Page MenuHomePhabricator

[toolsdb] ToolsDB replication is broken on tools-db-2 (errno 1032) - 2023-08-17
Closed, ResolvedPublic

Description

From alertmanager:

ToolsToolsDBReplication
1
summary: ToolsDB replication is broken on tools-db-2 (errno 1032)
9 hours agoinstance: tools-db-2
job: toolsdb-mariadb
master_host: tools-db-1.tools.eqiad1.wikimedia.cloud
crit
team: wmcs
@cluster: wmcloud.org
@receiver: metricsinfra_cloud-feed
runbook

Looking

Details

Event Timeline

dcaro changed the task status from Open to In Progress.
dcaro triaged this task as High priority.
dcaro moved this task from To refine to Doing on the User-dcaro board.

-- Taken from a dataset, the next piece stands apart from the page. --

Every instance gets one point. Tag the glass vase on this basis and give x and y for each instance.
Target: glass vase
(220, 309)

So the replication is failing trying to delete things from a specific table:

dcaro@urcuchillay$ wm-ssh tools-db-2.tools.eqiad1.wikimedia.cloud
...
dcaro@tools-db-2:~$ sudo mariadb
...
MariaDB [(none)]> SHOW SLAVE STATUS\G
...
Last_Error: Could not execute Delete_rows_v1 event on table s51698__yetkin.wanted_items; Can't find record in 'wanted_items', Error_code: 1032; handler error HA_ERR_END_OF_FILE; the event's master log log.029381, end_log_pos 81558548

Looking at that table on the replica, that table is empty yes:

MariaDB [s51698__yetkin]> select count(*) from wanted_items;
+----------+
| count(*) |
+----------+
|        0 |
+----------+
1 row in set (0.004 sec)

The primary still has many left:

MariaDB [s51698__yetkin]> select count(*) from wanted_items;
+----------+
| count(*) |
+----------+
|  1119210 |
+----------+
1 row in set (0.000 sec)

Hmm... this makes me think that somehow we missed the data, and even if we skip this transaction, it will probably break again as soon as that table tries to delete a row :/

I'll try skipping that transaction, but we might want to rebuild the replica from the primary.

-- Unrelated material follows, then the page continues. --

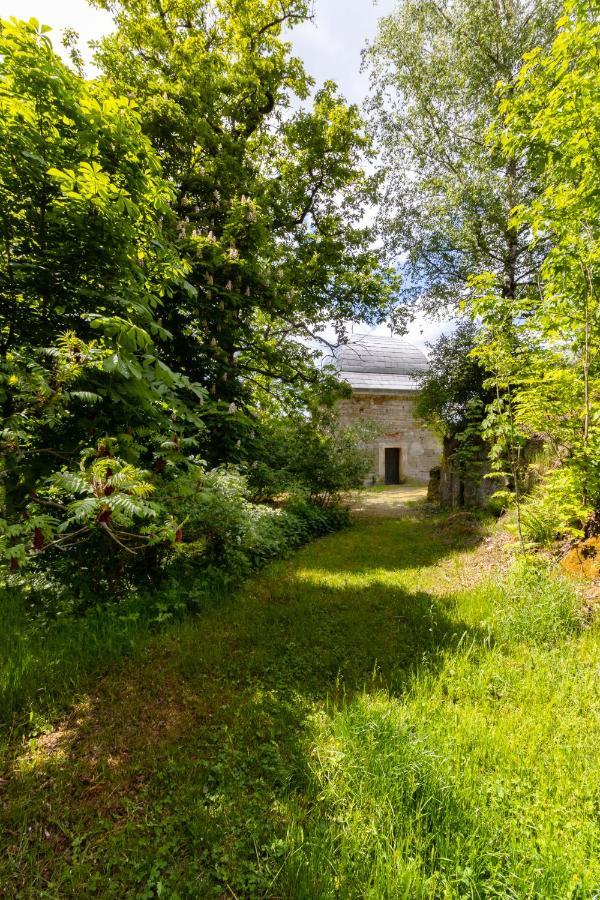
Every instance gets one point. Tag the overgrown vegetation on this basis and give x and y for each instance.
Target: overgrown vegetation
(371, 719)
(492, 196)
(165, 251)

I added that table to the skip list (on the replica):

MariaDB [mysql]> set global Replicate_Wild_Ignore_Table='s51698\_\_yetkin.wanted\_items';

and started the slave:

MariaDB [mysql]> start slave;

and things seem to be moving forward:

MariaDB [mysql]> show slave status \G
*************************** 1. row ***************************
                Slave_IO_State: Queueing master event to the relay log
                   Master_Host: tools-db-1.tools.eqiad1.wikimedia.cloud
...
              Slave_IO_Running: Yes
             Slave_SQL_Running: Yes
...
         Seconds_Behind_Master: 37828  <- this is going down
    Slave_Transactional_Groups: 810393803
...
1 row in set (0.001 sec)

Will start working on repopulating the table.

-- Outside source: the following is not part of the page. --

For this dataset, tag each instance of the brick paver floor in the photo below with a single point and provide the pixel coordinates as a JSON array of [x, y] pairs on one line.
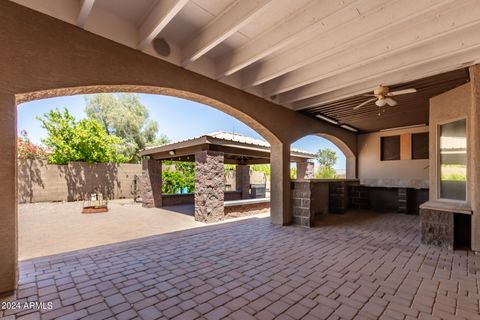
[[362, 266]]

Change 949854 had a related patch set uploaded (by David Caro; author: David Caro):

[operations/puppet@production] toolsdb: add skipped table to the config

https://gerrit.wikimedia.org/r/949854

Change 949854 merged by FNegri:

[operations/puppet@production] toolsdb: add skipped table to the config

https://gerrit.wikimedia.org/r/949854

I think this is the perfect motivation to test the procedure to create a new replica: T344717.

#

I think this is already sorted out, please reopen if I forgot something.

dcaro moved this task from Doing to Done on the User-dcaro board.